Los primeros datos que arroja la investigación es que una de las medidas más importantes de Prevención de la Tortura son las Salvaguardas en las primeras horas y días de detención, y las enumera: la notificación a familiares o terceros; atención médica independiente; acceso a un abogado y comparecer rápidamente ante el juez.
Los estados que garanticen estas medidas estarán disminuyendo y tal vez, erradicando los hechos de tortura y malos tratos. Otras medidas como favorecer la investigación de los hechos, el juicio y condena a los torturadores y la creación de los mecanismos de monitoreo son también relevantes para menguar la tortura.
Con respecto a la notificación a los familiares o terceros, la investigación dice que la notificación a la familia o amigos es la salvaguarda más eficaz para prevenir la tortura. Aunque este derecho está normalmente garantizado en la legislación de los países estudiados, a menudo no se pone en práctica.
En lo que hace a atención médica independiente, aunque existe la figura del médico policial, el examen médico es clave, siempre que sea un profesional independiente y reciba la formación adecuada para documentar casos de tortura y otros malos tratos.
En cuanto al acceso a un abogado, el estudio dice que aún existen muchos obstáculos en la práctica para acceder a la asistencia letrada eficaz desde el inicio de la privación de libertad. Y los consigna como la falta de información sobre este derecho; la notificación tardía a abogados, lo que provoca que no están presentes durante el interrogatorio (en estas circunstancias, las pruebas obtenidas sin la presencia de los profesionales de las leyes deberían ser excluidas).

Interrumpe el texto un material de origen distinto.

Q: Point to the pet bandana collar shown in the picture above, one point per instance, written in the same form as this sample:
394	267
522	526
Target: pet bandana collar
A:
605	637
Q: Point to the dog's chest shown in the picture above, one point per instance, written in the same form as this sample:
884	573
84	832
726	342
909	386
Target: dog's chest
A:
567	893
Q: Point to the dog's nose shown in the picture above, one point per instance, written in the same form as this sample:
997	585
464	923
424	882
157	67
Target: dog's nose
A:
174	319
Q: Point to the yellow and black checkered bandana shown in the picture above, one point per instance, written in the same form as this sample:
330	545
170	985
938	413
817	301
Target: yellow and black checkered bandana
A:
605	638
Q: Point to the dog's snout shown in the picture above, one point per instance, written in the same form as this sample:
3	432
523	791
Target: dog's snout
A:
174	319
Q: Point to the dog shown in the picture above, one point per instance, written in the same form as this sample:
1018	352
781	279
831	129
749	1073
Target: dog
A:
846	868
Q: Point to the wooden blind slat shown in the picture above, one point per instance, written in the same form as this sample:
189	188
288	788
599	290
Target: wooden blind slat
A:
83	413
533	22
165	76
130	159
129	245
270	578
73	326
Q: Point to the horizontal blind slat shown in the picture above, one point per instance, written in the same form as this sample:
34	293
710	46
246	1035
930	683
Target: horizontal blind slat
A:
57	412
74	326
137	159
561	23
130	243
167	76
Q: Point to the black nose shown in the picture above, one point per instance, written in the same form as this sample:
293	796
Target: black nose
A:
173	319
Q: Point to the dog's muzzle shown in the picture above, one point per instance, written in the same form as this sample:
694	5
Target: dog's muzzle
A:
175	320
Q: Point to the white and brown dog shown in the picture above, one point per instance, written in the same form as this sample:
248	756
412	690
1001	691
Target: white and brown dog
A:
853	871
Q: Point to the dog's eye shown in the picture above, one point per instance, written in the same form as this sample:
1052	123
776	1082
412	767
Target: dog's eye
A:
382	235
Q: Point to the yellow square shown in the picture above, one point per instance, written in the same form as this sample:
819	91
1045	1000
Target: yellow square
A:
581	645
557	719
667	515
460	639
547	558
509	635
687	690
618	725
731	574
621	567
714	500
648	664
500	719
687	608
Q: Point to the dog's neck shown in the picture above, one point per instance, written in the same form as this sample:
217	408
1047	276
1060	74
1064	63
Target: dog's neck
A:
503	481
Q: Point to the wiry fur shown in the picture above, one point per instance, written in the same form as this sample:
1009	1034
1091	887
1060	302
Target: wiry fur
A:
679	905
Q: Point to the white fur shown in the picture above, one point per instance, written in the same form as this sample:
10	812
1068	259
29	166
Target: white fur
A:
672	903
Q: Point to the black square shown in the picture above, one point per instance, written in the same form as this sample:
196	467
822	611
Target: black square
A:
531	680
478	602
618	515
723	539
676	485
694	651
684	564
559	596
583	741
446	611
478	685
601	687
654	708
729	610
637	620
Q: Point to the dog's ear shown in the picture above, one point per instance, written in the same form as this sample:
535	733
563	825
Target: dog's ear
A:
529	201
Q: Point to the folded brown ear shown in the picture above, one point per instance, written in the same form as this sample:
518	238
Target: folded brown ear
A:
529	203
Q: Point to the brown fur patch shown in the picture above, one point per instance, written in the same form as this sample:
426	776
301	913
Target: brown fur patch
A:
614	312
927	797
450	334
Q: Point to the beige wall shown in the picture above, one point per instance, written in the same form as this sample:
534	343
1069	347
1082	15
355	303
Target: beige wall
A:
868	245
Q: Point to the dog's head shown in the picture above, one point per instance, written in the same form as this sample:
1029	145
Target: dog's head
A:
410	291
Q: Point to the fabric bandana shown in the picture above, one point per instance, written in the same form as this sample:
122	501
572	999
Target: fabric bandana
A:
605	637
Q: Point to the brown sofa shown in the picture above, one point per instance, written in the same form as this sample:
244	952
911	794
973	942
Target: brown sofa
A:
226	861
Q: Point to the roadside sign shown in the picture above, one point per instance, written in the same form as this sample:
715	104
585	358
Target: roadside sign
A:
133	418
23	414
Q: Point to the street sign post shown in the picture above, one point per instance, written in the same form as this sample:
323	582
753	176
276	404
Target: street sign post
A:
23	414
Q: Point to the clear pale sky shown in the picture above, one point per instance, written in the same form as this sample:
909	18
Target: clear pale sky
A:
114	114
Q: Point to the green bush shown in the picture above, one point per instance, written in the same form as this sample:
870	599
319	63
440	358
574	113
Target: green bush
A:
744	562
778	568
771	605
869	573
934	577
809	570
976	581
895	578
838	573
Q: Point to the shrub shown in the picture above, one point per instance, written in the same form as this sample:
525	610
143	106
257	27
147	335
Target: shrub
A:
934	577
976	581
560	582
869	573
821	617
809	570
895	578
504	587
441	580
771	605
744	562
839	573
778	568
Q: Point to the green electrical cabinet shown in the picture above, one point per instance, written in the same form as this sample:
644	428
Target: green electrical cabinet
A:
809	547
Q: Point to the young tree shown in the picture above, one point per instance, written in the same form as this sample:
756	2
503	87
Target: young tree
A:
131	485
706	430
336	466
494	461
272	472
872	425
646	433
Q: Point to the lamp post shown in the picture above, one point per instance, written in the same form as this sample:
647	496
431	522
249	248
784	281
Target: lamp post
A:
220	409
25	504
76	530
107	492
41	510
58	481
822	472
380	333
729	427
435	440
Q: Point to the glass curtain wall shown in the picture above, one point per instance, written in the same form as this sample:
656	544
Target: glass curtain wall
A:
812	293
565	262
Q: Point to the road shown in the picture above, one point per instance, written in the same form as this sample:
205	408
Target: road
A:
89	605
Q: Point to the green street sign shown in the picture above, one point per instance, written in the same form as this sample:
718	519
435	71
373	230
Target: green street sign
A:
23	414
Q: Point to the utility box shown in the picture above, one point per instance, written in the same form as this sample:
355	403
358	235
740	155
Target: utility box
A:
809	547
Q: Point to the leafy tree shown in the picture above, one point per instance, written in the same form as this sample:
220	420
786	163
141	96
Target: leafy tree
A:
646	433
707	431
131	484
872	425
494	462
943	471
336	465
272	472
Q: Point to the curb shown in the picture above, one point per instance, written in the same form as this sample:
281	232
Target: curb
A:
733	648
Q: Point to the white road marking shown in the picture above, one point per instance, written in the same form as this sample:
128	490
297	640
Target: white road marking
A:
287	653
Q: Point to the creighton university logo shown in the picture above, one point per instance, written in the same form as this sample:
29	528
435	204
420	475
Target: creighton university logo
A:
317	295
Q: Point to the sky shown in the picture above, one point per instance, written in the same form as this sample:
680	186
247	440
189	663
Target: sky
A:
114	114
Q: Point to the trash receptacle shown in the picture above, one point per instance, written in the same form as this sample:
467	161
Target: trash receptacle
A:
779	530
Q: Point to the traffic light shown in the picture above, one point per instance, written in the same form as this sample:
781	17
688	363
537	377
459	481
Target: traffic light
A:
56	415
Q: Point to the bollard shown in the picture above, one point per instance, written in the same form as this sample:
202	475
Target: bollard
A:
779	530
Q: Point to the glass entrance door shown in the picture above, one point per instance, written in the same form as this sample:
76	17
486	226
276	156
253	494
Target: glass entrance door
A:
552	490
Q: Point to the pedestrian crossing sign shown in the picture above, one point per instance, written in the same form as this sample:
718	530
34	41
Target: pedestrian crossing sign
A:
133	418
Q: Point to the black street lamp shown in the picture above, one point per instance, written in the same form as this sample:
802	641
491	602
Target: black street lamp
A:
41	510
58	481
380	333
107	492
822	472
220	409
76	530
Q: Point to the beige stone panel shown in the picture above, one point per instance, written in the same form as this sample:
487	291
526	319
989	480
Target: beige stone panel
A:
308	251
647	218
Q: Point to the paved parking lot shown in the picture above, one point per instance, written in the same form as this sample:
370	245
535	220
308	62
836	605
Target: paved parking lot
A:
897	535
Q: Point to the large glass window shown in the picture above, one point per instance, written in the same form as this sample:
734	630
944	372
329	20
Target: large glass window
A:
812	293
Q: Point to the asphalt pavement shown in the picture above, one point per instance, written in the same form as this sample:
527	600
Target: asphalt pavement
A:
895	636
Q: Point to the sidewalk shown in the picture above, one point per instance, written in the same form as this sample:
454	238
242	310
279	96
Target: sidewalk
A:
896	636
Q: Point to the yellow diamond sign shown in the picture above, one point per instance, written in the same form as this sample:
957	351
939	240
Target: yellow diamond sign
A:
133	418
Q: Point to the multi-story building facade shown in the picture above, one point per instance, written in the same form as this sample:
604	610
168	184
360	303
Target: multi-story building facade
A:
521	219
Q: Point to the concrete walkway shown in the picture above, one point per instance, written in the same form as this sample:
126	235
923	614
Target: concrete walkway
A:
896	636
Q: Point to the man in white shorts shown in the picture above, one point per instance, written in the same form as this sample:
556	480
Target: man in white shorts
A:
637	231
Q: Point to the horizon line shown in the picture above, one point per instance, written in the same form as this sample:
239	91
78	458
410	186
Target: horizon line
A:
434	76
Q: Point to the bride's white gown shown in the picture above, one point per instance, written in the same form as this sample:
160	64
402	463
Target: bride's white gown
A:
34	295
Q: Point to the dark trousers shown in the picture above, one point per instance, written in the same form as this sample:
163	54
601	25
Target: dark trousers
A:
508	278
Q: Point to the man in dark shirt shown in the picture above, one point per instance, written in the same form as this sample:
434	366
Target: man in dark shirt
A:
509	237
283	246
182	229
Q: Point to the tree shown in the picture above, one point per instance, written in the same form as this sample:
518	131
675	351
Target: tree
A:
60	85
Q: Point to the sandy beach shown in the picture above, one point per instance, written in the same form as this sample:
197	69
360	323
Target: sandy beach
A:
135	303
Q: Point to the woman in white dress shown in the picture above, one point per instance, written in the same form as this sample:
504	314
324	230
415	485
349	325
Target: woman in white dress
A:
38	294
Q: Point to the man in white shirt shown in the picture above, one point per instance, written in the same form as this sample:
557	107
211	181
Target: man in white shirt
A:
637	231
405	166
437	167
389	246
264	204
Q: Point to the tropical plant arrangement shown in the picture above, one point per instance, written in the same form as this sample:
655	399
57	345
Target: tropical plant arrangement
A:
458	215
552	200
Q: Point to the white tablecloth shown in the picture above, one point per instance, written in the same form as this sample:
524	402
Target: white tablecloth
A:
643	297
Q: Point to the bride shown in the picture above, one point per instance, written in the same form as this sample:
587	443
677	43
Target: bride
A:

En lo que se refiere a comparecer rápidamente ante el Juez, la publicación resalta que es necesario acabar con la cultura de indiferencia que existe en muchos países, donde jueces ignoran las alegaciones de malos tratos durante las primeras horas de la detención y fundamentan sus decisiones en las confesiones, incluso cuando son obtenidas mediante coacción.
Luis González, en su calidad de integrante de la Comisión Provincial de Lucha contra la Tortura sostiene que desarrollará, en una serie de artículos, “las salvaguardas como medidas de prevención de la tortura, cotejando con algunos resultados obtenidos en este periodo de gestión de la CPPT. Si buscamos que se garanticen los derechos de todas las personas privadas de libertad, debemos lograr un sistema de prevención sustentable”, asegura.

(*) Integrante de la Comisión Provincial de Prevención de la Tortura (CPPT).